Neither my mother nor my father attempted to explain or describe God to me. He was indescribable as far as I was concerned, a Creator. But I am sure my parents increased my sense of God’s omnipotence and mystery by their own awe and reserve in discussing the subject.

My first real apprehension of religion that I can recall came from the housemaid, Alice, who was an enthusiastic follower of the Salvation Army. She would teach us choruses which we sang all together, “Pull for the Shore, Sailor”…and it was with her one evening that I first got an idea of the immense and lonely blackness of the night, and the distance of the stars, hence a sense of the power and strangeness of God, for I don’t think I ever questioned His existence.
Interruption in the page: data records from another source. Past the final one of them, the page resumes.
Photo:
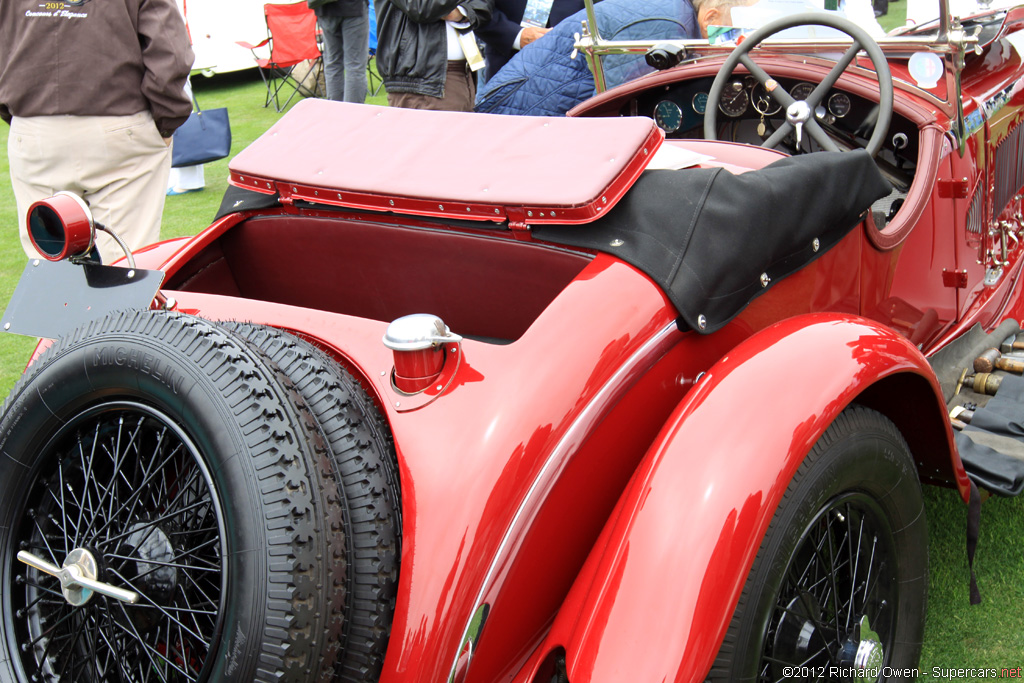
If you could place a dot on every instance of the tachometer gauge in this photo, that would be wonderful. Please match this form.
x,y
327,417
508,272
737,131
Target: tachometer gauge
x,y
802,90
840,104
763,102
668,116
699,102
734,99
Let’s build good memories for our children, during this time.  When they look back, the difference maker in their lives may or may not be the ‘preaching’ we delivered to them, your advice to not worry, don’t be anxious and so on.  I am sure that the real difference maker will be your example to them, your modeling of trust and faith in God, your remembering ‘out loud’ with them.  Maybe St. Frances of Assisi had it right when he told his disciples, ‘Go and preach the gospel, and if you have to, use words.’
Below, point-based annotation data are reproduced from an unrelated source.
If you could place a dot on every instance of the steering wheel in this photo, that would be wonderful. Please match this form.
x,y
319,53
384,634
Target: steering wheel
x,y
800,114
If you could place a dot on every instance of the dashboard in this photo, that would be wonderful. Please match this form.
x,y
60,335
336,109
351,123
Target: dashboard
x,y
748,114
I think that John O’Donohue, in Walking in Wonder, gets it. He refers to big learning outcomes made possible only by being in community, where modeling is of something real, including modeling of remembering. He describes the learning outcomes as a divine and wild imagination, a birthing of ways of being in the world that are tinged with freedom, memories of experiences and good thoughts, feeling sheltered and protected by right relationships, belonging to something big and being enveloped with the mystery of everything. A tall order but maybe this crazy time brings it all within our reach, and provides us with our program of studies for our children, a curriculum rich with teaching and learning gifts, to us and our children.

God bless you as you set about to help your children remember.